There's a Picard tool called SortSam that will sort a BAM file according to a given sort order parameter. A similar utility exists in Samtools, but we recommend the Picard tool because SortSam will also set a flag in the header that specifies that the file is correctly sorted, and this flag is necessary for the GATK to know it is safe to process the data. For contigs, there's also a tool in Picard called ReorderSam that allows you to reorder the contigs to match a given reference sequence dictionary.

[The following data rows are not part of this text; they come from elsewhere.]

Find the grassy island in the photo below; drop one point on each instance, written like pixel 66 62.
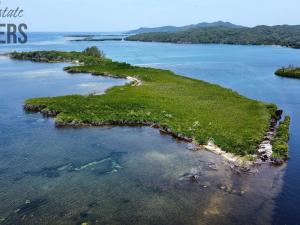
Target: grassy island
pixel 280 141
pixel 189 109
pixel 292 72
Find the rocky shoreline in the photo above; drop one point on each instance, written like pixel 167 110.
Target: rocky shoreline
pixel 237 163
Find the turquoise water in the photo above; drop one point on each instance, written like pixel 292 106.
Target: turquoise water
pixel 121 175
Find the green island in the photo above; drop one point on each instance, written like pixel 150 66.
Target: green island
pixel 285 35
pixel 280 140
pixel 292 72
pixel 189 109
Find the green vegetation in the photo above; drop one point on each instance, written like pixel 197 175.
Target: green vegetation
pixel 280 141
pixel 183 106
pixel 94 51
pixel 285 35
pixel 293 72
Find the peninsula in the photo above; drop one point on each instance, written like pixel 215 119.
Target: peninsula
pixel 189 109
pixel 292 72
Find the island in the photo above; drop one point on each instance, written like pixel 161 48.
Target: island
pixel 292 72
pixel 283 35
pixel 191 110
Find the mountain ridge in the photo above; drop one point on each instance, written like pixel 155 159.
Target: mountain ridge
pixel 183 28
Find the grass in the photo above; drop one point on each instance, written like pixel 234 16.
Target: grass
pixel 186 106
pixel 292 72
pixel 280 141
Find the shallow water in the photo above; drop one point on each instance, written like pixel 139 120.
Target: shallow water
pixel 122 175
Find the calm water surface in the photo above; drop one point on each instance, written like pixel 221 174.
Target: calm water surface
pixel 121 175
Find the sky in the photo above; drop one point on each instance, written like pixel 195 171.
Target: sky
pixel 123 15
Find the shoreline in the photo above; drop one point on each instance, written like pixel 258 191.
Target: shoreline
pixel 137 76
pixel 236 162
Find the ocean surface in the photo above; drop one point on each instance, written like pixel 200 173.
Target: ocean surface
pixel 126 175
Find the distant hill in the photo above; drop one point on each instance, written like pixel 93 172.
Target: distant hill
pixel 183 28
pixel 283 35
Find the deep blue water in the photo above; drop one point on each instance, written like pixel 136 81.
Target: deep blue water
pixel 27 139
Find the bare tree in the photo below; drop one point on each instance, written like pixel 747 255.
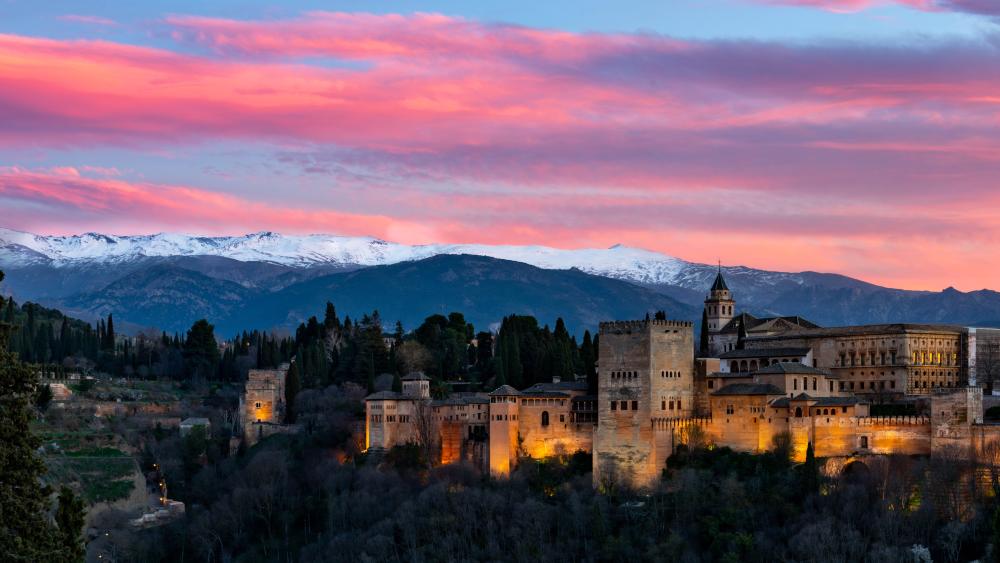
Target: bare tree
pixel 425 429
pixel 413 356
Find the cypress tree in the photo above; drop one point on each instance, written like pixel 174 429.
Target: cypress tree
pixel 810 471
pixel 703 340
pixel 25 533
pixel 110 336
pixel 292 386
pixel 69 520
pixel 201 351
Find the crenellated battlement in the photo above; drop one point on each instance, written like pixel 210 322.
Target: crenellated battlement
pixel 610 326
pixel 675 423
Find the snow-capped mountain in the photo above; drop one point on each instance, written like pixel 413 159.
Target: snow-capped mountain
pixel 19 248
pixel 169 280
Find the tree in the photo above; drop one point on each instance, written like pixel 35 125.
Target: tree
pixel 25 533
pixel 741 337
pixel 292 387
pixel 43 397
pixel 69 521
pixel 810 472
pixel 109 343
pixel 201 351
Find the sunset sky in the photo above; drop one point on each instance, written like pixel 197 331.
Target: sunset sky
pixel 853 136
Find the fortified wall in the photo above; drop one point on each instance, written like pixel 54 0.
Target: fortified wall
pixel 646 371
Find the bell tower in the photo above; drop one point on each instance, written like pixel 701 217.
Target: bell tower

There are good ways, mediocre ways, and downright disastrously wrong ways to subset read data. The biggest pitfall that you must absolutely avoid is messing with the sequence dictionary. It may seem like a good idea to reduce the file size by isolating a single chromosome -- but unless you're doing it strictly for testing or demo purposes (like we do with our mini-reference, shown above), chances are you're shooting yourself in the foot and will come to regret it.
If you don't believe us, take it from Sam Nicholls, a GATK user who went through a very painful experience and wrote it up in painstaking (and quite humorous) detail in his blog.
TL;DR: You can use intervals to restrict any analysis to a subset of your data, or use PrintReads (again with intervals) to subset/extract data to a separate file.